Hundreds of butterflies made to honour women lost to violence
Meghan Kjartanson, CONTRIBUTOR
The smell of sage fills the air at the Red River College indigenous student centre. They are using the sage to smudge the space. Counsellor Cheyenne Chartrand said it chases away negativity and welcomes the spirits of those who’ve passed.
“We want them to be present if they need to be, to show that this is being done in a good way,” said Chartrand.
She is guiding a group of people who are making 400 butterflies for the annual Women’s Memorial March of Manitoba on Feb. 14. The butterflies represent the resilience and strength of women affected by violence, especially those who have been lost, murdered, or left unreported.
Aiden Todd sits with Ninoondawah Richard. Todd is covering her butterfly with pink hearts and the word “divas.” Todd said it’s important for her to give continual support to the families who have lost women to violence.
“I couldn’t imagine losing a loved one and walking through a whole year not being able to see them or not having answers to my questions,” said Todd.
She said she often drums or sings at different events throughout the year. She said it is important because violence against women is an issue that doesn’t seem to be going away.
Cities across the country host women’s marches. Winnipeg’s march honours all women affected by violence.
“In grief and loss there is no culture — there is no race or nationality to it,” said Chartrand.
The event focuses on conversations and healing.
“This is one of the first places that I started to do my own healing,” said Chartrand, whose 14-year-old sister, Amanda, was murdered in 1996.
Healing can be messy, said Chartrand. At first, she wanted to make Amanda’s death mean something.
“I just about drove myself crazy,” said Chartrand.
She took a break from organizing the event to deal with her sister’s death. This allowed her to realize that she needed to celebrate Amanda’s life in a positive way.

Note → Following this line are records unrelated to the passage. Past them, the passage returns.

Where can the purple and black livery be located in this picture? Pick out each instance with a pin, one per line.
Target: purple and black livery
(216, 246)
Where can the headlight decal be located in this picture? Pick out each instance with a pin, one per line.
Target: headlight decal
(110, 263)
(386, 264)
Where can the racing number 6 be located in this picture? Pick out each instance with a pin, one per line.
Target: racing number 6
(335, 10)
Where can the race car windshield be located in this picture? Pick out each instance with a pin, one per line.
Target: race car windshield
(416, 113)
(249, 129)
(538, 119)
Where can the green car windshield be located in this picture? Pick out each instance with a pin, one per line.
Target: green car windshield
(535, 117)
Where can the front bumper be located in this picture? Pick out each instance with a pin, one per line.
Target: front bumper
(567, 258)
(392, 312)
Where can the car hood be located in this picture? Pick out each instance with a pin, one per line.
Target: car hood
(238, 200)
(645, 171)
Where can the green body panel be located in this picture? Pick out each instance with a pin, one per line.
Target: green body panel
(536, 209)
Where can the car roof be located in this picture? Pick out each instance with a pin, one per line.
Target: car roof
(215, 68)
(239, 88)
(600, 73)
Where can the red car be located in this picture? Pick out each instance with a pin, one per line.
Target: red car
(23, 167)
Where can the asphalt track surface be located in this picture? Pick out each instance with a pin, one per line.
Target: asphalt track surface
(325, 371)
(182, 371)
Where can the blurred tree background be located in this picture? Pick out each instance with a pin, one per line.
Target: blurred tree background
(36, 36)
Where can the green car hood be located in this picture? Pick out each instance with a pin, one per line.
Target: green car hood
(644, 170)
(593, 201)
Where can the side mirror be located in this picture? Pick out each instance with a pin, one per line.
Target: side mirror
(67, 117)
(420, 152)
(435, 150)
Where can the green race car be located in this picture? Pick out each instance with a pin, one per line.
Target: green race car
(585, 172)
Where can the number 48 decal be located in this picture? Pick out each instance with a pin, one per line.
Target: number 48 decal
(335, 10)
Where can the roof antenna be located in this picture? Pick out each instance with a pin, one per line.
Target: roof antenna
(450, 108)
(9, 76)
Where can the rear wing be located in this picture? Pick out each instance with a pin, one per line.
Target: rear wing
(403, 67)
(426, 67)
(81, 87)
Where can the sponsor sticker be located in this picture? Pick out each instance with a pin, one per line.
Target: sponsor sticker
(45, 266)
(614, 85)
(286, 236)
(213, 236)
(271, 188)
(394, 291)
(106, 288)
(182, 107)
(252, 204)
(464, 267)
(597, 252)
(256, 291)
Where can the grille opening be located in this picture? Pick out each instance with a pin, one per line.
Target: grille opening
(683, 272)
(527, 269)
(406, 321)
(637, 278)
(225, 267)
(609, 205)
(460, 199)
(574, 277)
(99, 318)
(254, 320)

Kelley Sookram, who works in the community services department at RRC, came with her daughter Skylar. Sookram said she was feeling a bit helpless and wanted to help any way she could.
“I don’t want them to be forgotten,” said Sookram. “I don’t like to think that society is not acknowledging this or seeing it as a loss.”
Sookram said she thinks it’s important to pay tribute and to keep the spirits of these women alive.